Fury about a film that insults the Prophet Mohammad (PBUH) tore across the Middle East after weekly prayers on Friday with protesters attacking US embassies and burning American flags as the Pentagon rushed to bolster security at its missions.

At least seven people were killed as local police struggled to repel assaults after the prayers in Tunisia and Sudan, while there was new violence in Egypt and Yemen, reported Reuters.

Three days after the amateurish film of obscure origin triggered an attack on the US consulate in the Libyan city of Benghazi that killed the ambassador and three other Americans on September 11, President Barack Obama led a ceremony to honour the returning dead and vowed to "stand fast" against the violence.
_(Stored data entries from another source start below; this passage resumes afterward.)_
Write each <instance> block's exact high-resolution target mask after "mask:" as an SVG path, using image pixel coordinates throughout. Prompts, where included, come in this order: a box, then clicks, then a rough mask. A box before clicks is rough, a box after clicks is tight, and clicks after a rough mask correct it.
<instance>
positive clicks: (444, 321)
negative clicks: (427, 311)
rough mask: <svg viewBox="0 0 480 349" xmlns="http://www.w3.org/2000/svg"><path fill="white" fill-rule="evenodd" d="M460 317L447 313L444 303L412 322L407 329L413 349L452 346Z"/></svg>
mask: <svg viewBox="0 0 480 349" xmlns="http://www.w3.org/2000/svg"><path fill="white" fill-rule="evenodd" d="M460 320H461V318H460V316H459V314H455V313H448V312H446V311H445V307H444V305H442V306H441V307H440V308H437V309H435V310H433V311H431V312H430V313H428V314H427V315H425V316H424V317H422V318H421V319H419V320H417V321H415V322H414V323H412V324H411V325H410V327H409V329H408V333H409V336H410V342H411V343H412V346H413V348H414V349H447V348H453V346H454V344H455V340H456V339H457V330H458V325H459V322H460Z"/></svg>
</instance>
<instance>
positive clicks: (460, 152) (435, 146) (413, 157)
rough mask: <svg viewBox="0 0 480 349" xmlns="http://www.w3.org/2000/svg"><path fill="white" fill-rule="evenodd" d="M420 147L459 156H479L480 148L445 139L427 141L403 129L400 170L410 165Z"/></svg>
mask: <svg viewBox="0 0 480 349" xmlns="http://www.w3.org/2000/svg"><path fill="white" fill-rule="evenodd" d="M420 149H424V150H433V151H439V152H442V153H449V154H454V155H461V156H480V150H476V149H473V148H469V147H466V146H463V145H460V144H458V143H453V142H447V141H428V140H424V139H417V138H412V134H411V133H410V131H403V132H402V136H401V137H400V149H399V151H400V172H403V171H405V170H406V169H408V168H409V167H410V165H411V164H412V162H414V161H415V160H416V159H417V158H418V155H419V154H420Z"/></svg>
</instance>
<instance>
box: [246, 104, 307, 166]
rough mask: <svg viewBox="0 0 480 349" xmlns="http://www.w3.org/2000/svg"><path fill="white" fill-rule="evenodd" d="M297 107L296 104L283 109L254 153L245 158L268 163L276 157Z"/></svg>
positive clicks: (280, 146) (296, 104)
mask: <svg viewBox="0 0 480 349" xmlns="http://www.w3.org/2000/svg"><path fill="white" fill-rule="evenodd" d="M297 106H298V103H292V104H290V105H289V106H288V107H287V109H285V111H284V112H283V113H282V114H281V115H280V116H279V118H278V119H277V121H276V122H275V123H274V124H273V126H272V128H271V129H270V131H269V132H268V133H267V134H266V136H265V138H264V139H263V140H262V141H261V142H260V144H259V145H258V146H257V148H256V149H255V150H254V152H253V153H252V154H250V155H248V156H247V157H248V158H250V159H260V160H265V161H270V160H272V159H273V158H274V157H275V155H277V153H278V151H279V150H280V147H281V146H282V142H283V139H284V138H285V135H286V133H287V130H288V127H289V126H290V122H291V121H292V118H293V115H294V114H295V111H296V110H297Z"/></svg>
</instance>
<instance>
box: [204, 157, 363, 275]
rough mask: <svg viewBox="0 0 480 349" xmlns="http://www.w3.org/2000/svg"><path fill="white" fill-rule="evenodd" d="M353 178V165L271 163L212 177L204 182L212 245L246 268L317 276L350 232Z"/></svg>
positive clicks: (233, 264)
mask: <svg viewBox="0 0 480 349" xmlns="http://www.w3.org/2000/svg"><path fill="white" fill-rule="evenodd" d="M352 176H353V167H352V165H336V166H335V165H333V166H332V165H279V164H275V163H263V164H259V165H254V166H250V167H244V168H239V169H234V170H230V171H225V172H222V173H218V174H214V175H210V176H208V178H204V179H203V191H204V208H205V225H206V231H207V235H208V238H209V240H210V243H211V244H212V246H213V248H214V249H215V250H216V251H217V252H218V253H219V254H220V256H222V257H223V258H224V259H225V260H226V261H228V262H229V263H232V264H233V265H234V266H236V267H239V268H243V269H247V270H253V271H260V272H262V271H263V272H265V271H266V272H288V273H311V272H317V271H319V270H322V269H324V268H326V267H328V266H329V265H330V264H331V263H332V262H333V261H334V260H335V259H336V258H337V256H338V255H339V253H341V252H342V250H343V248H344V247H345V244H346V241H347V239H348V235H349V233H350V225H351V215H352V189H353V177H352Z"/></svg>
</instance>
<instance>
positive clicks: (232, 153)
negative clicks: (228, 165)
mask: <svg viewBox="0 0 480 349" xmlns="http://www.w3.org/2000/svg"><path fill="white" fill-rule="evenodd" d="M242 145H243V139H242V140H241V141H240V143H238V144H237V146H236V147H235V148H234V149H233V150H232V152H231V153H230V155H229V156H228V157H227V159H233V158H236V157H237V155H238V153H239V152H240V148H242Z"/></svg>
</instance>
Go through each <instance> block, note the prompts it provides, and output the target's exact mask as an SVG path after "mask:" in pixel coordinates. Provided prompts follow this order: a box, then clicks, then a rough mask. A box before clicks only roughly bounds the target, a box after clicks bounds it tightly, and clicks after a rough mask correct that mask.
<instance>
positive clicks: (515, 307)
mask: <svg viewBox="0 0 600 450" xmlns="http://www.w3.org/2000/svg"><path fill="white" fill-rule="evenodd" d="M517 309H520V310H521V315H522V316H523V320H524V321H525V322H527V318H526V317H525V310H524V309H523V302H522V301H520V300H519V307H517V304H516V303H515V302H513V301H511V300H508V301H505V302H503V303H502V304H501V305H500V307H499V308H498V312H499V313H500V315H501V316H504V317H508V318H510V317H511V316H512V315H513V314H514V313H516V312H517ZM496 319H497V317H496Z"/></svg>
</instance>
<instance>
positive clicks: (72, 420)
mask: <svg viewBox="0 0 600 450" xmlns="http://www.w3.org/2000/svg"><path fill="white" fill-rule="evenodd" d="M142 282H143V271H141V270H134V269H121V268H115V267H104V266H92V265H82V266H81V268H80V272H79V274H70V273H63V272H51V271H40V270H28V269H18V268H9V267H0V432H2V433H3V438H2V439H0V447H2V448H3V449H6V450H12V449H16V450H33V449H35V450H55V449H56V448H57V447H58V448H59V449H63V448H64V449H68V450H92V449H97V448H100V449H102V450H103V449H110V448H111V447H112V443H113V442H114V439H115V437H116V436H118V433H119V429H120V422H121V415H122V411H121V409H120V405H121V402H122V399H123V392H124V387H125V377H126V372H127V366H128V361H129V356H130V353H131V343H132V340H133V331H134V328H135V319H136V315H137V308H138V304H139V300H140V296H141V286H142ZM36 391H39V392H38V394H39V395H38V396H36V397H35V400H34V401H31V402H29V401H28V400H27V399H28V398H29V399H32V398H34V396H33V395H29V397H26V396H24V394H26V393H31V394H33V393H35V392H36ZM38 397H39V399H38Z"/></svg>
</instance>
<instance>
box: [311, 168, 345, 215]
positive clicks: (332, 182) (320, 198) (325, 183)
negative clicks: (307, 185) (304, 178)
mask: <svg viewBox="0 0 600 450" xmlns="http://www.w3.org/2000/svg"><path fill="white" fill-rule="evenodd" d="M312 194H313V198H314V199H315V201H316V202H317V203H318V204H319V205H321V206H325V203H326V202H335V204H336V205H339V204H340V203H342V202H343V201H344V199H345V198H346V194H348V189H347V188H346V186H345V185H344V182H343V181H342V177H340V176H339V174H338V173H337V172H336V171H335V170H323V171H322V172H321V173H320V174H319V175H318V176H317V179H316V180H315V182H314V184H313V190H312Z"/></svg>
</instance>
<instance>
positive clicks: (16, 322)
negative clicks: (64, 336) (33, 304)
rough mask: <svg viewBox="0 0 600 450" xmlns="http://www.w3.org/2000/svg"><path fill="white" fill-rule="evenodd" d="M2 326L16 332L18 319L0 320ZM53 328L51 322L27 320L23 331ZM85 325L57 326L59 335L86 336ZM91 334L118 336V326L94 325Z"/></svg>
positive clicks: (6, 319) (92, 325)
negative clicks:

"The United States will never retreat from the world," said Obama, who in seeking re-election must defend his record on protecting US interests.

For a third day, television pictures of flames licking around embassy compounds and masked youths exchanging rocks for teargas from riot police were the dominant images. Most diplomatic staff were absent, as most of the region marked the weekend.

But bullets flew. In Tunis, at least two people were killed and 29 were wounded, the government said, after police gunfire near the U.S. embassy in the North African city that was the model for last year's pro-democracy revolutions.

Riot police clash with protestors in Sydney

Meanwhile, protests spread to Sydney, reported AFP. Riot police clashed with about 200 protestors who rallied in downtown Sydney, reports AP.

In Sydney, Saturday shoppers looked on in surprise as protesters, including children, shouted "Down, down USA" and waved banners such as "Behead all those who insult the Prophet".

Demonstrators were pushed back from the steps outside the consulate by police, provoking anger among some in the crowd, many of whom had brought their children with them.

"They were aggravating the situation by pushing our brothers," Dib said. "This is supposed to be a peaceful protest."

US positioning in response to protests

According to an AFP report, the US is positioning military forces so that it can respond to unrest in as many as 17 or 18 places, Defence Secretary Leon Panetta announced late Friday.

"We have to be prepared in the event that these demonstrations get out of control," Panetta told Foreign Policy magazine.

He did not offer any specifics. But the magazine said that the Pentagon was discussing, but had not yet decided, whether to send a third platoon of 50 specially trained Marines to protect the US Embassy in Sudan that found itself on Friday under assault. 

If approved, this deployment will follow the roughly 100 Marines that already have landed in Libya and Yemen.

The protests broke out when Muslims emerged from mosques following weekly prayers to voice their anger at a crude film made in the United States by a right-wing Christian group that ridicules the Prophet Mohammed (PBUH).

US ambassador Chris Stevens and the three other Americans died Tuesday when a mob torched the American consulate in Benghazi, Libya.

Panetta argued it was too early to say what exactly happened in Benghazi and who was to blame for the attacks.

"It's something that's under assessment and under investigation, to determine just exactly what happened here," he said.

Al Qaeda in Yemen urges Muslims to kill US diplomats

The Yemen-based branch of Al Qaeda urged Muslims to step up protests and kill more US diplomats, reported Reuters.

 "Whoever comes across America's ambassadors or emissaries should follow the example of Omar al-Mukhtar's descendants ( Libyans), who killed the American ambassador," the group said, referring to Tuesday's attack on the US consulate in the Libyan city of Benghazi. 

 "Let the step of kicking out the embassies be a step towards liberating Muslim countries from the American hegemony," a statement posted on an Al Qaeda in the Arabian Peninsula (AQAP) website on Saturday said.